Reverse Geocoding Accuracy: How Far Off Are Your Results?

How to measure reverse geocoding accuracy in meters: the geometry of 'nearest match,' rooftop vs interpolated, and what 50m of error means downstream.

| May 19, 2026
Reverse Geocoding Accuracy: How Far Off Are Your Results?

A coordinate goes into a reverse geocoder; an address comes out. The address is *somewhere near* the coordinate — but how near? The answer depends on the coordinate's source, the geocoder's index density in that area, and what "match" means in this dataset. In some neighborhoods you get the right house; in others the geocoder returns "the nearest known address," which might be 80 meters away.

This post is the practical version: what reverse geocoding accuracy actually depends on, how to measure it, the four buckets that explain >95% of real-world error, and the patterns for handling each. By the end you should be able to look at a ?lat=…&lng=… result and know whether to trust it down to the building or treat it as "approximately this block."

Two distance metrics that matter

When you reverse-geocode, two distances are interesting:

  1. Distance from input coord to returned address coord — how far did the geocoder "snap" your input?
  2. Distance from input coord to the actual building the user cared about — the truth distance, only knowable if you have ground truth.

The first is observable from any reverse geocoder response. The second requires a labelled dataset (input coord + known correct address). Most teams care about #1 as a proxy and only validate #2 in spot checks.

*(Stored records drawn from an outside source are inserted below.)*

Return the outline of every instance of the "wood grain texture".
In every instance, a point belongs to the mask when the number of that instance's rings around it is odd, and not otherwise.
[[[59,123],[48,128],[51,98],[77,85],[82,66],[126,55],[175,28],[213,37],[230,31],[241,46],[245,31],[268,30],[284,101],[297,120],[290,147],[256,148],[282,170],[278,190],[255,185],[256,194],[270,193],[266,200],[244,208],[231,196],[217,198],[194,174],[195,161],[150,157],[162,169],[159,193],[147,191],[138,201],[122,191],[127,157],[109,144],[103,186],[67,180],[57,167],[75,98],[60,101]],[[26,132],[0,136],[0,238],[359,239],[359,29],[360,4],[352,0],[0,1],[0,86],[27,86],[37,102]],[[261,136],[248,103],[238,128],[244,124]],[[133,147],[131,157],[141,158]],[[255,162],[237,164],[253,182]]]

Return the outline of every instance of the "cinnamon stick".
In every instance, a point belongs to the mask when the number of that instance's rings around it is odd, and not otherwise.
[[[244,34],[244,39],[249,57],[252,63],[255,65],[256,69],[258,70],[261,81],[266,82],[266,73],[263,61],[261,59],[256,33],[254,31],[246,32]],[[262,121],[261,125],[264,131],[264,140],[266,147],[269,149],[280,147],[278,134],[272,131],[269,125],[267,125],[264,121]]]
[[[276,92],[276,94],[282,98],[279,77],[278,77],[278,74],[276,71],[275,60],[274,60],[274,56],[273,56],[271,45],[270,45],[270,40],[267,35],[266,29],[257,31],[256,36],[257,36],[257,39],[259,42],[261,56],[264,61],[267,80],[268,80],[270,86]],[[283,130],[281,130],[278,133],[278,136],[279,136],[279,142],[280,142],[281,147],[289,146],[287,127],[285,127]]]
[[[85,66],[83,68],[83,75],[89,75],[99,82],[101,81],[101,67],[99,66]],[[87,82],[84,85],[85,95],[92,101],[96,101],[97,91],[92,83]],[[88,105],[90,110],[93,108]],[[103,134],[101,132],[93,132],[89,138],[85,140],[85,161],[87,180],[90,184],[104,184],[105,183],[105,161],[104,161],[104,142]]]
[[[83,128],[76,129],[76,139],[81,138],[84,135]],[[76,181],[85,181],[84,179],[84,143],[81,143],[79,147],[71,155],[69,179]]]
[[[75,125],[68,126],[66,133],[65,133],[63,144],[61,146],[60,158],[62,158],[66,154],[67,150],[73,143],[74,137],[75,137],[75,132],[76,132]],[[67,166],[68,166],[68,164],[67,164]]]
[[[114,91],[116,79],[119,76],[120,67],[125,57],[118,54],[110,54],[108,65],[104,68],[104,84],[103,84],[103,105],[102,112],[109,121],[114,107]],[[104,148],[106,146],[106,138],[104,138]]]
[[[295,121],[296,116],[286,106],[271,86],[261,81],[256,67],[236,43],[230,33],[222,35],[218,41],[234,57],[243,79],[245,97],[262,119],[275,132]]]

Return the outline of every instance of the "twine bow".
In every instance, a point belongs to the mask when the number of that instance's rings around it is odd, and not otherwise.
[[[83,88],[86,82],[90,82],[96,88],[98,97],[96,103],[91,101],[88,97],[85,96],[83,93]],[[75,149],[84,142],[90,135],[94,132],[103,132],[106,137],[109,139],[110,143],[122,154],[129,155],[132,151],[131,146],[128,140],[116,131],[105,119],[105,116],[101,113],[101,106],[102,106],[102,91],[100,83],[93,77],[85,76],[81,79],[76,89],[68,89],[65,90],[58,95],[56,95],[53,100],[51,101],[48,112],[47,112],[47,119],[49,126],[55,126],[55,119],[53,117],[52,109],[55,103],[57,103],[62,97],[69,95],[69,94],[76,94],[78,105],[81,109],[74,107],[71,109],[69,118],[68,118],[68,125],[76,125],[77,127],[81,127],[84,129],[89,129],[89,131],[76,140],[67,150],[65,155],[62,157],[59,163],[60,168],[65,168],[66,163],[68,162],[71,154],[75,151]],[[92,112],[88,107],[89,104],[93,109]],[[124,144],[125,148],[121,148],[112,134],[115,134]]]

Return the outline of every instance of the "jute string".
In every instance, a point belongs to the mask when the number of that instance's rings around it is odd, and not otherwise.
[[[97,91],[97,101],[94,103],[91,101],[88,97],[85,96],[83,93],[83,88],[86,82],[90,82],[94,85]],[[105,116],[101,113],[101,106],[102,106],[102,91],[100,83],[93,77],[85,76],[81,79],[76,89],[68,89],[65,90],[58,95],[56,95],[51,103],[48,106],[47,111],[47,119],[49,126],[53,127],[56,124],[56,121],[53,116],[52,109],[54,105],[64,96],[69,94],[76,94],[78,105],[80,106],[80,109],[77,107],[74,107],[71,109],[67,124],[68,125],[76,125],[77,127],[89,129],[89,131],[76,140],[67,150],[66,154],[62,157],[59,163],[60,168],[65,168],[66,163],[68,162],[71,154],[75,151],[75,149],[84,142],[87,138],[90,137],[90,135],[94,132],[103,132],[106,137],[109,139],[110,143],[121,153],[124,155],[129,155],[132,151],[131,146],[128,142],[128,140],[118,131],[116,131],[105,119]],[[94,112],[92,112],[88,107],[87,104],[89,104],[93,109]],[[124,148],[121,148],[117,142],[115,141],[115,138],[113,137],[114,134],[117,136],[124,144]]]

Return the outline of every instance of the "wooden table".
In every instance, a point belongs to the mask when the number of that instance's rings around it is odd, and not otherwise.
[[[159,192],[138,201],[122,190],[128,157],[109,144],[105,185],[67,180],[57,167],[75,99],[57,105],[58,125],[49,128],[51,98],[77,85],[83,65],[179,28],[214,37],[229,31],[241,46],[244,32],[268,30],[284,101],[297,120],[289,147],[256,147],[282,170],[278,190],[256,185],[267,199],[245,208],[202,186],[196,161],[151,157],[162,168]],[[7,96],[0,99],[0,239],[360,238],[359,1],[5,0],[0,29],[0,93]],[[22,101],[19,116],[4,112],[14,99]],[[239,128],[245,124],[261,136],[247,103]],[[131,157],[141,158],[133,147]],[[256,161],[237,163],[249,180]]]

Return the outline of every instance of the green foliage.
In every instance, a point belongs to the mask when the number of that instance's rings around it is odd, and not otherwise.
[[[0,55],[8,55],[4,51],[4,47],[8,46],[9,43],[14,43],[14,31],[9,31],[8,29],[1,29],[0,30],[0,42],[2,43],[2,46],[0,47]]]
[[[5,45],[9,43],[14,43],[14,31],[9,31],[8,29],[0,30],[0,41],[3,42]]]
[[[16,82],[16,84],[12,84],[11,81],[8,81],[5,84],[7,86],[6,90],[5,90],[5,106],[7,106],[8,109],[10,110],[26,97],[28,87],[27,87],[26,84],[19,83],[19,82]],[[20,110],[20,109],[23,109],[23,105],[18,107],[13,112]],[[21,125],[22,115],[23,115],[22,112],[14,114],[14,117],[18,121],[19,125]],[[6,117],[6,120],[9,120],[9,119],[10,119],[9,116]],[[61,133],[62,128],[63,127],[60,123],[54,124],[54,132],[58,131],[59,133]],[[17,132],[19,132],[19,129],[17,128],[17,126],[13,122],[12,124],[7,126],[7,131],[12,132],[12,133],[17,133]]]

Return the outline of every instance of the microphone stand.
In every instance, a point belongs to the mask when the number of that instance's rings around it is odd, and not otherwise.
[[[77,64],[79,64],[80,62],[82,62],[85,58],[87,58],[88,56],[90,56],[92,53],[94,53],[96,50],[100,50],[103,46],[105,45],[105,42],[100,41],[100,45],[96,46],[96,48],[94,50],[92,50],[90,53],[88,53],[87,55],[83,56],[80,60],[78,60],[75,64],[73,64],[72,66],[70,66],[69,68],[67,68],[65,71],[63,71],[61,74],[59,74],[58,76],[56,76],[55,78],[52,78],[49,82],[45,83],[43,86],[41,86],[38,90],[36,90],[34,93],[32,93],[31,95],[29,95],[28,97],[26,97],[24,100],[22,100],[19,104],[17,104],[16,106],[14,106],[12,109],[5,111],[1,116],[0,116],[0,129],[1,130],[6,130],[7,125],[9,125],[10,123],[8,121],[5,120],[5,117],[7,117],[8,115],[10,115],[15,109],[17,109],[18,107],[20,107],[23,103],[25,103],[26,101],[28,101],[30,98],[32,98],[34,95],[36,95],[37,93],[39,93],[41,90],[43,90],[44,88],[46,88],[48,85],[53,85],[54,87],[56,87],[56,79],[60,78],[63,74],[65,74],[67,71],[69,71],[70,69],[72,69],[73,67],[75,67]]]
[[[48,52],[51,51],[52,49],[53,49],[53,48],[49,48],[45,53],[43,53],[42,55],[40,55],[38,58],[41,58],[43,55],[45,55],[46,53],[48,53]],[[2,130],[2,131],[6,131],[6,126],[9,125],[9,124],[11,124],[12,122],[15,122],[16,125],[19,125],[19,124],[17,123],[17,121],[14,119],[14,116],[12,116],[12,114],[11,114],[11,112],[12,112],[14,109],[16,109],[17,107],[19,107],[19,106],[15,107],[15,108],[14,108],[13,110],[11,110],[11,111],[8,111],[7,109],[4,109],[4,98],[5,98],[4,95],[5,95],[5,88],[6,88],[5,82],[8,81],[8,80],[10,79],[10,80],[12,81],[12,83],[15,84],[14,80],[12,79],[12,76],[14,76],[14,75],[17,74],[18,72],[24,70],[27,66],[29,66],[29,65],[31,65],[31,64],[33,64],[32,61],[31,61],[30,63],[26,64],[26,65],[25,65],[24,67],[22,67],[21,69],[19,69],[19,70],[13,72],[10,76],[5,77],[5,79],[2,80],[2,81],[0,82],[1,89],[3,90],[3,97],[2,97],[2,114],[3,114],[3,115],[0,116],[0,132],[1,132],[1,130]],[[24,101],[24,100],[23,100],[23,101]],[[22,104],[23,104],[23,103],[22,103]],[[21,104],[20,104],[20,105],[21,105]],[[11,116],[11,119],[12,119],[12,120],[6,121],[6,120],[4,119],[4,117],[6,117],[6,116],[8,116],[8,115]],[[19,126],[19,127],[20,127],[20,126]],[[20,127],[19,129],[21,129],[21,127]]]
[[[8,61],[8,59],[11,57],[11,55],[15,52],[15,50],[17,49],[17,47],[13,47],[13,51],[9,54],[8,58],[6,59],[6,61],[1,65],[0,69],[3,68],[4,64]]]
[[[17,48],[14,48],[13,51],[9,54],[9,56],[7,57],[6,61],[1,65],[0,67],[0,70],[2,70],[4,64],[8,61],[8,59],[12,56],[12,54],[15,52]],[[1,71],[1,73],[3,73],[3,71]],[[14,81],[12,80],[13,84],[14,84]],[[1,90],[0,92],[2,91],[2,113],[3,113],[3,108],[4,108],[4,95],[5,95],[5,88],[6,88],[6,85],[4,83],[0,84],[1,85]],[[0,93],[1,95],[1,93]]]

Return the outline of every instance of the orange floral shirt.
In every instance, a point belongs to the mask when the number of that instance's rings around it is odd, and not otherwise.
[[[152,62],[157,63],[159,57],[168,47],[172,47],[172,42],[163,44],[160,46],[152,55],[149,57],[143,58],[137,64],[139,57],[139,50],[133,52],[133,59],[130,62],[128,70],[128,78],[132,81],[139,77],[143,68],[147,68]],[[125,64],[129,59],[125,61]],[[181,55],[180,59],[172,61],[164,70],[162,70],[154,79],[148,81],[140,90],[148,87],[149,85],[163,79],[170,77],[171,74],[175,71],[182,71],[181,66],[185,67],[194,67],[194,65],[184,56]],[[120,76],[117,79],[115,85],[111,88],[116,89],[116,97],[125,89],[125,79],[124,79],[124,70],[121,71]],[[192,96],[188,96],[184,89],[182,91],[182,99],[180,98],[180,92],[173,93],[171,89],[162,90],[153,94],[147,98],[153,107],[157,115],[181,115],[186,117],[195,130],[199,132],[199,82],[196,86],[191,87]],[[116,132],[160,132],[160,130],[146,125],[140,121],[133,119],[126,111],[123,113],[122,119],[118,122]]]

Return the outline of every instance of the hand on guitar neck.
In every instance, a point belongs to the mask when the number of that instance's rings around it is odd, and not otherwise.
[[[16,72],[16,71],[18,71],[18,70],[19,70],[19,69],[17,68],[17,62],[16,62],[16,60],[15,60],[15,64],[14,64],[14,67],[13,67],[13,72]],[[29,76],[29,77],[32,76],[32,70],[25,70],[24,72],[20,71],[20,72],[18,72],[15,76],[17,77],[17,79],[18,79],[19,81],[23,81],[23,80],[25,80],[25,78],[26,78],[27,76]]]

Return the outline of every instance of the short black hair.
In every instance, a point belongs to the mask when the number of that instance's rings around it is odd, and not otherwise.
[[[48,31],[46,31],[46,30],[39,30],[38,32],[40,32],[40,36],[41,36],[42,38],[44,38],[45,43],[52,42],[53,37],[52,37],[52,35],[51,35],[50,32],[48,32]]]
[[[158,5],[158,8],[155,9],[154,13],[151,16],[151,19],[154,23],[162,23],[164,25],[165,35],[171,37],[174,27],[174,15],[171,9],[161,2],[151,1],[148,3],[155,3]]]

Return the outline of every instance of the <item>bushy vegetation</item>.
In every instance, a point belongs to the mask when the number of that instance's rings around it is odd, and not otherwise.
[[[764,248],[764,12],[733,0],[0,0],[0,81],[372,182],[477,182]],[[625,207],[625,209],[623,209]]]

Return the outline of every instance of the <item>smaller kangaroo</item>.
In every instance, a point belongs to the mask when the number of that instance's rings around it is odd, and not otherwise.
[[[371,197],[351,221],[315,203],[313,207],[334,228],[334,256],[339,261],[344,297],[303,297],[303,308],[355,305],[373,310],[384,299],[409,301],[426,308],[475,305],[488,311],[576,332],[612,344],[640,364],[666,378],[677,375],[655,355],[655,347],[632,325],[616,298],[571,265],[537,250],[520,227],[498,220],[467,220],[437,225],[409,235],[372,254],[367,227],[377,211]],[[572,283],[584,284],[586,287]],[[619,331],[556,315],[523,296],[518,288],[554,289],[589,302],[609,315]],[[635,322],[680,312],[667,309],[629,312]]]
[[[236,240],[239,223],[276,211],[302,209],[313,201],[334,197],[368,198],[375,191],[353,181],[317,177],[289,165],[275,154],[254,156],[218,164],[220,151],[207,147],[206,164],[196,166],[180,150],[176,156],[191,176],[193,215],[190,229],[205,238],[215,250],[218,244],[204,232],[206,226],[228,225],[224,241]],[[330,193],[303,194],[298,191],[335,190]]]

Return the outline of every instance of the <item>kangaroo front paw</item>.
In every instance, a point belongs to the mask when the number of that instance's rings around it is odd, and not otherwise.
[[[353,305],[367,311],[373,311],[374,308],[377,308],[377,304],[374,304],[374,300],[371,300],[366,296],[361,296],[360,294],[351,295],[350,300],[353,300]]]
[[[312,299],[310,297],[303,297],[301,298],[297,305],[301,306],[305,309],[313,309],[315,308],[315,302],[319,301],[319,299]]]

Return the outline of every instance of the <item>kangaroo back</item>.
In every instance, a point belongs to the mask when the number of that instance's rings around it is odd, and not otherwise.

A typical reverse-geocode response (csv2geo):

{
  "query": { "lat": 38.8977, "lng": -77.0365 },
  "results": [{
    "formatted_address": "1600 PENNSYLVANIA Avenue Northwest, Washington, DC 20500, US",
    "location": { "lat": 38.8976750934991, "lng": -77.0365468377218 },
    "accuracy": "rooftop",
    "accuracy_score": 1.0
  }]
}

The geocoder returned coords ~5m from the input. With accuracy: "rooftop" and accuracy_score: 1.0, this is high-confidence. Compute the distance:

from math import radians, sin, cos, asin, sqrt

def haversine_m(lat1, lng1, lat2, lng2):
    """Great-circle distance in meters."""
    R = 6_371_000   # Earth radius in meters
    lat1, lng1, lat2, lng2 = map(radians, (lat1, lng1, lat2, lng2))
    dlat = lat2 - lat1; dlng = lng2 - lng1
    a = sin(dlat/2)**2 + cos(lat1) * cos(lat2) * sin(dlng/2)**2
    return 2 * R * asin(sqrt(a))

snap = haversine_m(38.8977, -77.0365, 38.8976750934991, -77.0365468377218)
# 4.4 m

Anything under ~10m is essentially a direct hit. Above 50m you're in "nearest building" or "interpolated street range" territory. Above 200m you're getting "nearest known anything" and should treat the result skeptically.

The four error buckets

After watching enough real-world reverse-geocode logs, errors fall into four buckets:

Bucket 1: Rooftop match (0–10m)

The input coord falls inside or right next to a known building polygon. Geocoder returns the address with high confidence and the snap distance is essentially measurement noise.

What you can trust:

  • The house_number and road are correct.
  • The postcode, city, state, country are correct.
  • Use this for billing, deliveries, anything address-critical.

When this happens:

  • US/Canada urban + suburban (very high coverage).
  • Western Europe (Germany, UK, France, NL — same).
  • Developed APAC (Japan, AU/NZ — same).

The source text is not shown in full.